Laurence Leblanc

Née, vit et travaille à Paris
www.laurenceleblanc.fr

Rendons le possible

« Il faudrait envisager le donner – et – recevoir comme un échange naturel quelque chose qui se produit tout simplement »  Jean de La Bruyère

Cette phrase de La Bruyère est d’une grande simplicité. Elle parle d’un autre, d’un face à face, elle évoque la base des relations humaines : l’échange.
Depuis mes premières recherches, la relation à l’autre est au centre de ma pratique photographique. Elle se trouve aussi bien dans ma confrontation au réel que dans sa représentation. « Faire face »  a signifié prendre le temps, m’arrêter, ne pas avoir peur de mes doutes, essayer de dépasser la surface des choses et dire ma sensation du monde avec mes propres mots en remettant en cause les stéréotypes.
Que ce soit dans mon premier travail sur l’enfance ou que ce soit auprès des nonnes au Cambodge, j’ai toujours questionné l’Autre en essayant d’interroger les permanentes douleurs de ce monde. De même dans le livre « Seul l’air », j’ai interrogé ce que l’on nomme l’Afrique essayant de  montrer chaque endroit traversé de manière singulière. L’acte photographique se construit toujours par imprégnation progressive du sujet et de son environnement avec une sorte de retenue. De plus j’attache une attention toute particulière à l’épreuve qui en résulte car elle est l’aboutissement de cette réflexion permanente que j’ai avec moi-même. Une nécessité de ressentir de réfléchir et de dire.

En 2006  mon projet « Objets perdus » évoquait la vitesse  et l’existence d’objets, d’outils de production, qui avaient eu une histoire bien réelle et qui disparaissaient « du jour au lendemain  sans laisser d’adresse » nous laissant parfois désemparés. Ces objets interrogeaient la mémoire, les traces, la disparition d’un certain échange entre les générations.

L’échange est au cœur de ce nouveau travail.

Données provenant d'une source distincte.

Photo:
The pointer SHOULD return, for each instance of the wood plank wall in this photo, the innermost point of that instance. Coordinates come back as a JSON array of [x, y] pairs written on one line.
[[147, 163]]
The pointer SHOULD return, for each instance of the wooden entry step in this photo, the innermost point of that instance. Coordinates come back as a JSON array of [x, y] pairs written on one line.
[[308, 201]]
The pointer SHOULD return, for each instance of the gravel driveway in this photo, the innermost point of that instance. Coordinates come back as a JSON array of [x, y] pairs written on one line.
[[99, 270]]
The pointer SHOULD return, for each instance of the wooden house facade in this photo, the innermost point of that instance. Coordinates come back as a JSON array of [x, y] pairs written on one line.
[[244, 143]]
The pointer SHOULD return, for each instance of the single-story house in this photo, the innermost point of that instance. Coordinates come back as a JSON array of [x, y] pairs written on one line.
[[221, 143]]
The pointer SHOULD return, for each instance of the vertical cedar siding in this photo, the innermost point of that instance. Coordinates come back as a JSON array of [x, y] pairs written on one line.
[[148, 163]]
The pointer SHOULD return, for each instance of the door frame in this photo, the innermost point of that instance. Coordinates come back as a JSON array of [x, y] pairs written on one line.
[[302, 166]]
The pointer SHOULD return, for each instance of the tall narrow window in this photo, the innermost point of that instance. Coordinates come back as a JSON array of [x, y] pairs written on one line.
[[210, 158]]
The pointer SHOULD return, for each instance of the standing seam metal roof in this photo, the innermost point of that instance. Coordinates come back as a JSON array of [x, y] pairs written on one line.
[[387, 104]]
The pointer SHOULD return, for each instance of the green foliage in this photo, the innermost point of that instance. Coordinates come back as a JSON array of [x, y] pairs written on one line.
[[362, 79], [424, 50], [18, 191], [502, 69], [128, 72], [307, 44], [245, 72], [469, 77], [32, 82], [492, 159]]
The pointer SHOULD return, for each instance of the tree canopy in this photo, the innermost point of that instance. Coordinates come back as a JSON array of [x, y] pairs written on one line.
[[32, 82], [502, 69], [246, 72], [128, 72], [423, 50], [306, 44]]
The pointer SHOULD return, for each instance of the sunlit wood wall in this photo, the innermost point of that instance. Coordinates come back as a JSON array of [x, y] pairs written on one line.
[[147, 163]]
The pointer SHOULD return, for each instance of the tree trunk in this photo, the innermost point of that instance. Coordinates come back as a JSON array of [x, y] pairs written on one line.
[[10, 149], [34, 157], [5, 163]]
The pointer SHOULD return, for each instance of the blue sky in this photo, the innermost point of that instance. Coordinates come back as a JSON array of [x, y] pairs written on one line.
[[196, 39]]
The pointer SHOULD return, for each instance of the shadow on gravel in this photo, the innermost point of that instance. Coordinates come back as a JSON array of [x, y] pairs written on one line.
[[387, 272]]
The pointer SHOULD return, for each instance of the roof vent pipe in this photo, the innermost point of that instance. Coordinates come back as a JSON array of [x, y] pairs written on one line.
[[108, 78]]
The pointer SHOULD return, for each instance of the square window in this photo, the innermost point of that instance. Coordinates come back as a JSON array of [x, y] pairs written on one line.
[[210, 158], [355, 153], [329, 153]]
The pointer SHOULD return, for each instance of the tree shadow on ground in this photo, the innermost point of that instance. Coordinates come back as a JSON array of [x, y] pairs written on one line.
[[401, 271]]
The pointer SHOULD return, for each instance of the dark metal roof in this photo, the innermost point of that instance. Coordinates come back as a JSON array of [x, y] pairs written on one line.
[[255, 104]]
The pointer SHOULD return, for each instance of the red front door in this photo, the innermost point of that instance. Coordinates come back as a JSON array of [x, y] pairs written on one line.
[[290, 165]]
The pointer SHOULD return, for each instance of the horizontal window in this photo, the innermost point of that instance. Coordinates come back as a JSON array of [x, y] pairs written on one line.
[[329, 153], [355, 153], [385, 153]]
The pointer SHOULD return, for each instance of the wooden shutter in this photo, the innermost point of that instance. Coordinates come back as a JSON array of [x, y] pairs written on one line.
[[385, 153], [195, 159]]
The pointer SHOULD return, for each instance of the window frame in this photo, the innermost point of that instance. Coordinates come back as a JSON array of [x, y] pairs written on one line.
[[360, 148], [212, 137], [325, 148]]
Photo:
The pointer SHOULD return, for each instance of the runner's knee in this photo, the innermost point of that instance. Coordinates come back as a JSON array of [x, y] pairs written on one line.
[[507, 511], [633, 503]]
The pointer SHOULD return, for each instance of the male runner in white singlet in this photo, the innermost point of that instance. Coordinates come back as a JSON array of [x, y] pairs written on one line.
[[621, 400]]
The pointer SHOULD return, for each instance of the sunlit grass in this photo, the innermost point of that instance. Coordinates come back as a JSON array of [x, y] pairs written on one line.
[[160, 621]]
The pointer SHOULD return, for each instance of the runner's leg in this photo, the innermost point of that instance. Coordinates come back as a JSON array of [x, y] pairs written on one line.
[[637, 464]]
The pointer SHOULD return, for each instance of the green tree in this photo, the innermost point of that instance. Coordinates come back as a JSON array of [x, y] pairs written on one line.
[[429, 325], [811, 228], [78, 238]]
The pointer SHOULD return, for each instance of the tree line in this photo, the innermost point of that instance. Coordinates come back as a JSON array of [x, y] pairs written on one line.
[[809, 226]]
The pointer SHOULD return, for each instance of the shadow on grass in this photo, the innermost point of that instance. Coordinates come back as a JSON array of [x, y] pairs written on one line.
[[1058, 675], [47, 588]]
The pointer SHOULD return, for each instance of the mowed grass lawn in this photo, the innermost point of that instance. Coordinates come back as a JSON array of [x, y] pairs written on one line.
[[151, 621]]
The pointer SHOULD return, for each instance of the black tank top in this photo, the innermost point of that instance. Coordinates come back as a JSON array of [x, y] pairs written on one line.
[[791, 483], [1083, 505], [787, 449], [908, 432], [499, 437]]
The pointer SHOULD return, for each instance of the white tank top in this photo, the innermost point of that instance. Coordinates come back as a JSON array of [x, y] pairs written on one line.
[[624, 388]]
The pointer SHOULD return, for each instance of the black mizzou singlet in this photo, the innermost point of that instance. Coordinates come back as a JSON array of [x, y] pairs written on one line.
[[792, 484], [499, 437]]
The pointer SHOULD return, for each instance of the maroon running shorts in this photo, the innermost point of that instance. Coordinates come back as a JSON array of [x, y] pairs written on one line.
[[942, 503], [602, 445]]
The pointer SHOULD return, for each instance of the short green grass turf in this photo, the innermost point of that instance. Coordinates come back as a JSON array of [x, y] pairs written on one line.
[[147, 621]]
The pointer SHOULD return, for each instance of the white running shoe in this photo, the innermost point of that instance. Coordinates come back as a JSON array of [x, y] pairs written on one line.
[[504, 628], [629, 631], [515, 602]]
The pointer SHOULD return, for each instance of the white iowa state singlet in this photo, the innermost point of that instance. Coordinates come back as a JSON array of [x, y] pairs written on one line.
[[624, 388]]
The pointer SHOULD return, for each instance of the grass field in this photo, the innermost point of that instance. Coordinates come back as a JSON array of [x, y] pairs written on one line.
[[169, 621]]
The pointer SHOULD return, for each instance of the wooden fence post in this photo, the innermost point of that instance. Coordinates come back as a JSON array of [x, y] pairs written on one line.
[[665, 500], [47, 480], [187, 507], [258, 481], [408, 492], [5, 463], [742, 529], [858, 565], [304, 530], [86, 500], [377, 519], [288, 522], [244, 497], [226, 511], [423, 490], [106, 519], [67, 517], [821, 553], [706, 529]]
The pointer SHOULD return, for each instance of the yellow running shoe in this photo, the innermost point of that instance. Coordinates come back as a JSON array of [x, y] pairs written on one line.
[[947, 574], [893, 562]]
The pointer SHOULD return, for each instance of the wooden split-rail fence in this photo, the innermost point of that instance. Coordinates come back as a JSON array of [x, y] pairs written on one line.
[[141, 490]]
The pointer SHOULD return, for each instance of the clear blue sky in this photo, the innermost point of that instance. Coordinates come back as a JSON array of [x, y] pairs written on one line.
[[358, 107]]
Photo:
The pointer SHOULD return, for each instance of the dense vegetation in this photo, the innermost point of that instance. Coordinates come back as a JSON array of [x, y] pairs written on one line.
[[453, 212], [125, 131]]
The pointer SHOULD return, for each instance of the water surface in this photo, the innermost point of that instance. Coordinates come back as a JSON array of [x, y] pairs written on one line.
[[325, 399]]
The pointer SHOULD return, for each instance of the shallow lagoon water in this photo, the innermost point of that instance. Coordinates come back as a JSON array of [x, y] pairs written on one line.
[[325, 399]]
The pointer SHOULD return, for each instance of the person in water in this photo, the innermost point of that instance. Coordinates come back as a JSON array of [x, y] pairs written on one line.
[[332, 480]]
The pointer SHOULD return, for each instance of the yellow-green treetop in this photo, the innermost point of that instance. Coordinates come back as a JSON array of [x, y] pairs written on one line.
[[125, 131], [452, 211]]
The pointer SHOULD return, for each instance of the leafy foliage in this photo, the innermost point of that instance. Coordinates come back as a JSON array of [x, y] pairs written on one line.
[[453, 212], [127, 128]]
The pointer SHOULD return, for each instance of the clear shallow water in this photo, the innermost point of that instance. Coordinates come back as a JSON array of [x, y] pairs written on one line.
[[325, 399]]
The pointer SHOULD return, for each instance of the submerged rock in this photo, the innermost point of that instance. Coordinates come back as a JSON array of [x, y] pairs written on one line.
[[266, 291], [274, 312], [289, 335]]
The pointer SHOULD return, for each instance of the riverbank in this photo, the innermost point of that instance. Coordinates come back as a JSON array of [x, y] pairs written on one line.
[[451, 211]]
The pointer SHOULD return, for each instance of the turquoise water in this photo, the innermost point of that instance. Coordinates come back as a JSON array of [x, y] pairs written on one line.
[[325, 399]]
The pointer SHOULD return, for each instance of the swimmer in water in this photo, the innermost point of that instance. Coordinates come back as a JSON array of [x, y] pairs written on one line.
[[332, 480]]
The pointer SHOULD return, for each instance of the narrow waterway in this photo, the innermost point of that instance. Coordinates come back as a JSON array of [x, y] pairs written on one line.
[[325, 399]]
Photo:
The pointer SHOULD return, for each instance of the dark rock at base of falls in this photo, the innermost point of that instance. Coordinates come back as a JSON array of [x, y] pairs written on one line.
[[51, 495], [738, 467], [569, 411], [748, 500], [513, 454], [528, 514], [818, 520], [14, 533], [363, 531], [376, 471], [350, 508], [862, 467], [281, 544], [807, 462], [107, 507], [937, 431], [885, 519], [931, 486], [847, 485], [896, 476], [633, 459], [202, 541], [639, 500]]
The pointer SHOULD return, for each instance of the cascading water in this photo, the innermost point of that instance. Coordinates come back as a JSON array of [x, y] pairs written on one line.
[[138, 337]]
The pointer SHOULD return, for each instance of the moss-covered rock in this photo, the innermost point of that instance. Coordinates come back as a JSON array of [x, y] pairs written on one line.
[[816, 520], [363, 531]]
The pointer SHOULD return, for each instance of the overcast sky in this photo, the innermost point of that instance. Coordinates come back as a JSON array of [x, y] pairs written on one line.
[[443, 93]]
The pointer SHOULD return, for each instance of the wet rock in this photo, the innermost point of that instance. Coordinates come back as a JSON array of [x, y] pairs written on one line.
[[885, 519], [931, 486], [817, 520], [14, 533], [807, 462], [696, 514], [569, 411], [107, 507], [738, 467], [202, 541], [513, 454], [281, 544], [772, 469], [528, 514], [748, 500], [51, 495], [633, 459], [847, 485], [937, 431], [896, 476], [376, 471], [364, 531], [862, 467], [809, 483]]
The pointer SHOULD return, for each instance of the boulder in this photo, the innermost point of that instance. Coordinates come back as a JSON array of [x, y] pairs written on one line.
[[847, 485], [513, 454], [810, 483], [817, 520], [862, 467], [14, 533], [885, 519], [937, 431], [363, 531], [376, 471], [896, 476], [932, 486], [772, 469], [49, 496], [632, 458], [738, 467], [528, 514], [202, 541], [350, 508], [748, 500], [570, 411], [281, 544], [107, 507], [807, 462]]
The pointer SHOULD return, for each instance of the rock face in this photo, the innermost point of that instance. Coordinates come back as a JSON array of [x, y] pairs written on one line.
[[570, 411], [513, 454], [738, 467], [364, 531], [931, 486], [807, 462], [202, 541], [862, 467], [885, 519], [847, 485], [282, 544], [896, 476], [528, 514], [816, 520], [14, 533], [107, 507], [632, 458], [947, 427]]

Quelle est la nature de nos échanges ?
Dans notre milieu professionnel, dans notre cercle familial, dans nos relations affectives, dans la petite histoire comme dans la grande histoire de ce nouveau siècle.
Comment prenons-nous position devant la circulation des biens, le flux incessant des informations, l’écoulement du temps, la frénésie  du « je donne et je reprends » .
Les quinze photographies que je vous présente évoquent de manière sourde cette série de questionnements qui m’habitent et m’obsèdent au quotidien.

Qu’est-ce qu’une main tendue ? Ai – je le devoir d’y répondre ? Puis-je encore donner sans attendre quelque chose en retour ? Est-ce que le désir engendre forcément l’envie de posséder ? Faut – il se protéger des autres ? Pourrons-nous prendre la parole à l’avenir sans appartenir à un quelconque réseau ?
Est-ce que « l’échange naturel » dont parlait La Bruyère n’a pas totalement ou presque disparu ? Parviendra – t’on à préserver notre identité ?

Mes photographies ne donnent pas de réponse, elles suggèrent un dialogue. Un dialogue qui ne vient pas forcément naturellement. Une personne prend la parole une autre répond, c’est comme une impulsion première qui nécessite parfois une argumentation.
Mes photographies ne donnent  pas de réponse, elles rappellent une certaine attention à l’autre. Une écoute une patience. En se mélangeant, en se touchant, en se serrant, on est dans l’essentiel de l’être, du sensible. Ainsi on atteint l’ineffable.

Et je pense aux mots d’Emmanuel Lévinas : «  La relation avec l’autre est une relation avec un mystère… C’est son extériorité ou plutôt son altérité qui constitue tout son être ».